Amazon: The World’s Most Powerful Economic and Cultural Force
Amazon (AMZN) is a more complex phenomenon than a highly successful marketplace selling its items and enabling third-party vendors to use its platform to sell its products. It is a multinational technology company relying on e-commerce, cloud computing, digital streaming, and artificial intelligence. Amazon enjoys a reputation as the world’s most influential economic and cultural force. It is also a brand that sets the rules and commands respect even among its FANG peers, Meta (formerly Facebook), Netflix, and Alphabet/Google, which have demonstrated massive growth in recent years.
Read on to see statistics testifying to Amazon’s impressive development over the years and learn more facts about the company. The numbers in the article below demonstrate why Amazon is rightly considered a rare and unparalleled phenomenon in the e-commerce sector and beyond.
Facts about Amazon
There are probably few people in the world who do not know what Amazon is. Anyone who ever searched for a product to buy online was directed to this retailer. As Amazon constantly grabs the headlines in the news about financial markets or wealthy businesses, even those who do not shop on the internet have still heard about Amazon’s success or Jeff Bezos’s riches. Yet, although Amazon is constantly in the news, there are some less widely circulated facts about the company. They are listed below:
- Despite starting as a bookseller, Amazon.com is a tech company whose business centers around simplifying online transactions for customers.
- Amazon owns a wide range of products: Amazon Game Studio, Amazon Drive, a cloud storage application, and Amazon Web Services (AWS), a comprehensive cloud platform, used by many technology representatives worldwide.
- Amazon owns the One Click trademark, patented in 1999. This patent expired in the United States on September 11, 2017, and has not been renewed yet.
- Amazon owns over 40 subsidiaries and brands, the most well-known of which are Whole Foods, audio-book seller Audible, book review site GoodReads, and live-streaming platform Twitch.
- Amazon gives money to charities through Amazon Smile. People shopping on smile.amazon.com, which offers the same items and prices as Amazon, contribute 0.5% of eligible purchases to their chosen charitable organizations.

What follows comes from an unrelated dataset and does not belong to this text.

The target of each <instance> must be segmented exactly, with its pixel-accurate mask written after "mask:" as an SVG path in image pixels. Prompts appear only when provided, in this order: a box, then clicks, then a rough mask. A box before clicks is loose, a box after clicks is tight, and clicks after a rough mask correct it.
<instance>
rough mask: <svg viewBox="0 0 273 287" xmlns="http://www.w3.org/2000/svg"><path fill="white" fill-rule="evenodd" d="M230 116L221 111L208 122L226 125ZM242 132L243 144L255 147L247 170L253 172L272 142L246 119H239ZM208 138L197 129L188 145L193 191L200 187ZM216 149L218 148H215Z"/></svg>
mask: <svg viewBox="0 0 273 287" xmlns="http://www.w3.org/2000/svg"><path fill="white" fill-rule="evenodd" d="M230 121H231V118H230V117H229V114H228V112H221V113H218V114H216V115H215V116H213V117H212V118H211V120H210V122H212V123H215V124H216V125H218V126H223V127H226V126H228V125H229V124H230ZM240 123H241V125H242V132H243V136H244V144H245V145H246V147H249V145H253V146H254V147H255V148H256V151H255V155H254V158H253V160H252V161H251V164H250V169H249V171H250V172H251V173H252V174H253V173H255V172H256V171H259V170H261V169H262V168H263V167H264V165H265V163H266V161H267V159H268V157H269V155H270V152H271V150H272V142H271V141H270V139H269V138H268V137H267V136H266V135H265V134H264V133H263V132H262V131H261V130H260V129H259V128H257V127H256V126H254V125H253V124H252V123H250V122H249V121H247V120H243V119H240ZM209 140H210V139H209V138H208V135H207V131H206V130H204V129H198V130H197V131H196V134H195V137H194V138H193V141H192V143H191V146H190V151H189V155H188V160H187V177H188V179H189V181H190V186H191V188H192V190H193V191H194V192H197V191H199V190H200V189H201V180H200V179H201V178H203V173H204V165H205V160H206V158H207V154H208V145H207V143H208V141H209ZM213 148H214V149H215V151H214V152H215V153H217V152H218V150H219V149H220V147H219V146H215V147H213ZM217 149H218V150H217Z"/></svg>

- In 2012, Amazon acquired Kiva Systems, a robotic company, for $775 million. Over 200,000 mobile robots now work in the Amazon warehouse network, carrying product shelves to workers and reading barcodes on the ground for directions.
- Amazon has its brick-and-mortar counterpart, Amazon Books, which integrates online and offline shopping. Amazon’s first physical book store opened in 2015 in Seattle, near the University of Washington.